A high profile case of such a camera incident was captured recently in Cleveland, OH. A school bus driver constantly noticed a driver pass them while they were stopped with there no passing sign and lights on. A camera was installed and the driver was caught in the act. The driver was appropriately punished.
Toll booths in need of revenue don’t rely on a toll booth operator to write down a license plate when a driver doesn’t pay. High tech high-resolution cameras snap a picture of front and back license plates as soon as it is realized that the toll was not paid. Toll skippers have gone as far as having a passenger ride on the tailgate in order to obscure the license plate. Although it may work this time, it is a dangerous move in order to save a few dollars.
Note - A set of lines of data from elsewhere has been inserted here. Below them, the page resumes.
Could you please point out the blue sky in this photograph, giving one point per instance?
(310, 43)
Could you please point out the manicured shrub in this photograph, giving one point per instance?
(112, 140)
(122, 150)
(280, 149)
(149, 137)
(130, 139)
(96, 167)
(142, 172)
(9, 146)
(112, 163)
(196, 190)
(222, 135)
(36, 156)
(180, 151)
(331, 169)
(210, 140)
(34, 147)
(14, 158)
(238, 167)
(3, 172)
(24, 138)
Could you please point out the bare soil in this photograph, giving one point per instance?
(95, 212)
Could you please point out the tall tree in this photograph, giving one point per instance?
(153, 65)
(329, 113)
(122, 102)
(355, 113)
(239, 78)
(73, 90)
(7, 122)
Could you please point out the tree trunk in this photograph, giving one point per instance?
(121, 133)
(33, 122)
The most helpful traffic camera, and the one capturing one of the most dangerous maneuvers, is the red light camera. Most systems are designed to start filming so to speak when the vehicle enters the intersection when the light is red, so there is no debate that the light was still yellow. A high-speed camera then snaps a picture of the car and license plate. Some states cannot surcharge the diver however since usually they can not be positively identified. Strangely enough some states actually allow a second to go by after the light turns red before citing a violation. Several states have red light camera systems but some are also starting to repeal them. Although several studies tout the effectiveness of red light cameras, a countrywide trend has not taken place. Anti-red light camera activists cite legal and privacy issues against them, and they believe the cameras do not improve safety. Another controversy is that some believe certain municipalities install the cameras just to increase revenue and manipulate the yellow light time in order to get more red light runners thus more fines.
The newest high tech weapon against scoffers is the automated license plate scanner. A system scans license plates at sixty plates per second. The goal is to catch anything from an expired registration to a stolen car to a wanted fugitive. Perhaps one of the highest debated privacy issues since it tracks you regardless of what you are doing.
Studies show there really is no debate when it comes to the effectiveness of all of the mentioned traffic cameras. The problem boils down to manipulation by officials in order to increase revenue and privacy. Privacy is a big concern in the digital age. On purpose or not activities can frequently be caught on camera and the debate rages on as to what is private and what is public.